Le 8 juillet 2025, l’Assemblée nationale a définitivement adopté la proposition de loi « visant à lever les contraintes à l’exercice du métier d’agriculteur ». Porté par les sénateurs Laurent Duplomb (LR) et Franck Menonville (UC), ce texte soutenu par la FNSEA et le gouvernement ambitionne de simplifier la vie des agriculteurs au sein d’une filière en crise.
Néonicotinoïdes : le retour par dérogation
Mesure phare du texte, la réintroduction « à titre dérogatoire » de l’acétamipride, un insecticide de la famille des néonicotinoïdes interdit depuis 2020, a cristallisé la majorité des critiques. Son utilisation pourra désormais être décidée par décret « en cas de menace grave pour la production agricole », une notion jugée trop floue par les ONG. À l’heure où 500 000 hectares pourraient être concernés selon les estimations, les apiculteurs dénoncent déjà les effets dévastateurs de ces substances sur les abeilles, assimilant ainsi le texte à une « loi poison ».
Mégabassines et élevages industriels facilités
Celui-ci reconnaît aussi les mégabassines comme répondant à une « raison impérative d’intérêt public majeur », ce qui facilitera leur implantation, même dans des zones protégées.
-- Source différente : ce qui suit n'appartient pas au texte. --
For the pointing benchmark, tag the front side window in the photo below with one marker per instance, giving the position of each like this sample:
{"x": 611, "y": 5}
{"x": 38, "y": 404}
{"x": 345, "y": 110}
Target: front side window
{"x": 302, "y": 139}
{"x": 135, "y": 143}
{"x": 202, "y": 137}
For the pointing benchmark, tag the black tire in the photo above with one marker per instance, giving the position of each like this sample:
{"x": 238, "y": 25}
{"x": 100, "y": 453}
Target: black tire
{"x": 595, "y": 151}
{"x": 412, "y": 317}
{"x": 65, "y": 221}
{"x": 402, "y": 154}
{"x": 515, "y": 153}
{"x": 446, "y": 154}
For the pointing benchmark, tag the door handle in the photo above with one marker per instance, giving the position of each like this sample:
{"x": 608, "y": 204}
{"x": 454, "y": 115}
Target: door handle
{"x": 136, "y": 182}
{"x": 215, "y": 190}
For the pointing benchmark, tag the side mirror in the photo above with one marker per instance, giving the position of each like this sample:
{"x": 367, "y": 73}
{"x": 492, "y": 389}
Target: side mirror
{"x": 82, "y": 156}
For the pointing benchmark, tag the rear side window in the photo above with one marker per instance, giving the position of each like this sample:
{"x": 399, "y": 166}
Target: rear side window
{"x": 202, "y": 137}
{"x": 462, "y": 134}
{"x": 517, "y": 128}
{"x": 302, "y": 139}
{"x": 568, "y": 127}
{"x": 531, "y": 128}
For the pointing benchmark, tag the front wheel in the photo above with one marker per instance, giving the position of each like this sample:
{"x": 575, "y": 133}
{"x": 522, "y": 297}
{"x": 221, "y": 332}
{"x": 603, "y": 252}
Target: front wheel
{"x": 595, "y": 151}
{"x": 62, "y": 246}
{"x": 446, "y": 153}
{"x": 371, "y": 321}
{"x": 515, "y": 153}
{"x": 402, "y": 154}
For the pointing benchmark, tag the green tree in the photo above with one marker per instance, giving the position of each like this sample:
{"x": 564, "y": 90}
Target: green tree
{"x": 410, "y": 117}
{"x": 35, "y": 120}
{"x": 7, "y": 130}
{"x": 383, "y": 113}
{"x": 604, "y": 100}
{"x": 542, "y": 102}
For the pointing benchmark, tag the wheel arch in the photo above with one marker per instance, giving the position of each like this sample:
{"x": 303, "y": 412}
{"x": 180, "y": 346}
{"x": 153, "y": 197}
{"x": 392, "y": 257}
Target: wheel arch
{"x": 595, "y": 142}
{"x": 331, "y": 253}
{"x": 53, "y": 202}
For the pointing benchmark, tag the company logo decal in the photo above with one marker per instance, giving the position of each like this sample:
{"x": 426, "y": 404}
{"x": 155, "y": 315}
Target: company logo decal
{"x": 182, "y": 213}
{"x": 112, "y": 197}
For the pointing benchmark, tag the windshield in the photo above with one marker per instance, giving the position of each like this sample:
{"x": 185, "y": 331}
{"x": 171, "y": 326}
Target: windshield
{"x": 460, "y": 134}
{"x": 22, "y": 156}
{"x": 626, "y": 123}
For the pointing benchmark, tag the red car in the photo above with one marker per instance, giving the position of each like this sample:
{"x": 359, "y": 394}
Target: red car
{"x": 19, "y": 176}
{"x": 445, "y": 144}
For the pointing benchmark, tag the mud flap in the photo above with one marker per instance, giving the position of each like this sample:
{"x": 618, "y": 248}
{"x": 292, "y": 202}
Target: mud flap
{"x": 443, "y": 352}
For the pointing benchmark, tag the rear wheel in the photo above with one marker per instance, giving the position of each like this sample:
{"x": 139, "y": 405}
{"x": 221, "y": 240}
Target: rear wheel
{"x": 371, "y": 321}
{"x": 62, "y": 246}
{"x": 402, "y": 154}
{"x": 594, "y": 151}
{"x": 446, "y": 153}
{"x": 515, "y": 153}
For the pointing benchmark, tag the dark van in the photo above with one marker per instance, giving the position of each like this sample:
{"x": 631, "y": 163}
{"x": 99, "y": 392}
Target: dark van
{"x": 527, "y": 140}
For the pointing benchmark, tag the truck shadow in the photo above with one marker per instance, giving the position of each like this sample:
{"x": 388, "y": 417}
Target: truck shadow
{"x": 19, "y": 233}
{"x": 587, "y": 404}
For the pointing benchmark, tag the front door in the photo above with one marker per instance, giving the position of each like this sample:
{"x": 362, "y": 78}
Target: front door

Une mesure décriée par les défenseurs de l’environnement, alors que seules 1 % des exploitations irriguantes pourraient en bénéficier.
Autre mesure polémique : le relèvement des seuils d’évaluation environnementale pour les élevages industriels (jusqu’à 85 000 poulets, 3 000 porcs ou 900 truies), qui rendra plus rares les autorisations obligatoires. De quoi faire craindre aux associations une explosion des impacts sur l’air, les sols et l’eau, sans amélioration des revenus pour les petits exploitants.
Un potentiel affaiblissement des contrôles, l’indépendance de l’Anses préservée
La loi modifie également la gouvernance de l’Office français de la biodiversité (OFB), qui voit son action placée sous tutelle des préfets pour les contrôles administratifs. Pour les syndicats, cette réforme risque de politiser les missions de police de l’environnement, en particulier dans les zones sensibles.
Initialement ciblée, l’Anses conserve son indépendance scientifique, après le retrait en commission mixte paritaire (CMP) d’un article controversé. Mais le maintien du Comité des solutions, qui regroupera les filières autour des cas d’« impasse technique », fait craindre des pressions indirectes.
Une loi au service de qui ?
Adoptée par 316 voix contre 223, la loi Duplomb suscite un clivage profond. Ses soutiens estiment en effet qu’elle simplifierait la vie des agriculteurs tout en protégeant les productions françaises face à la concurrence. Pour ses détracteurs, elle sacrifie l’environnement, affaiblit les garde-fous sanitaires et profite à une agriculture industrielle minoritaire. Plusieurs groupes de gauche ont d’ores et déjà annoncé un recours devant le Conseil constitutionnel.